In a novel, so centered on death, there is a tremendous amount of life and living within these pages.
Beginning in 1969, the four Gold siblings boldly knock on the door of a fortune teller who then proceeds to impart to them the one thing nobody knows when they enter this world- the exact day you will die.
For better or worse, Varya, Daniel, Klara and Simon cope with this heavy information, but, their approach to life, their attitudes and actions could not be more different.
How will they decide to live their lives? By throwing caution to the wind, living every moment like it counts, or will they become a slave to the fortune teller’s predictions? What would you do if you knew the exact date of your earthly departure?
Each of the siblings will have a segment dedicated to their life story, beginning with Simon, the youngest of the four.
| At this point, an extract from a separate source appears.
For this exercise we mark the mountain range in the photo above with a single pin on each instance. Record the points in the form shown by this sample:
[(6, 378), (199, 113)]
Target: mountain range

Getting through Simon’s story, the outcome of which is easy to predict, could make some readers a bit uncomfortable, as it is quite explicit. However, it is also very authentic and captures the era, the fear, the location, and atmosphere of the era perfectly. Simon’s story sets the stage for a riveting family saga that prompts the reader to wonder just how much of our lives are controlled by elements such as pure luck or destiny and how much control we have over our own future. Can we help dire predictions along- force them to happen when they may not have otherwise? Is too much information advantageous or does it work against us in the end?
It’s an interesting proposal and discussions about these concepts could be very deep, which would make this novel a fantastic book club read.
I did have some trouble with the plausibility or probability of certain events in the story, but looking past that, I was fascinated by the psychological effects obtaining information about the future had on the characters. The last segment is maybe the most revealing, and perhaps the deepest area of the story as the quest for longevity replaces the pleasure of really one’s living one’s life with gusto.
This story has some magical elements, but overall, it’s a family saga, one that is perhaps a bit heavy, a little mournful, but not necessarily bleak.
I put this review off for a little while unsure of how to relay my feelings about the book. I’m glad I read it, as it did challenge me, forcing me to consider deep, philosophical subjects about life and death, faith, destiny, our susceptibility to suggestion, just to name a few. But, for me, the prose and characterizations is what really makes this novel stand out.
I’m not sure if this is a novel I would ever revisit, or if these are subjects I want to address frequently, but, anytime a novel can take me into an unknown realm, one that is a little out of my element or comfort zone, I respect it, and give credit where credit is due.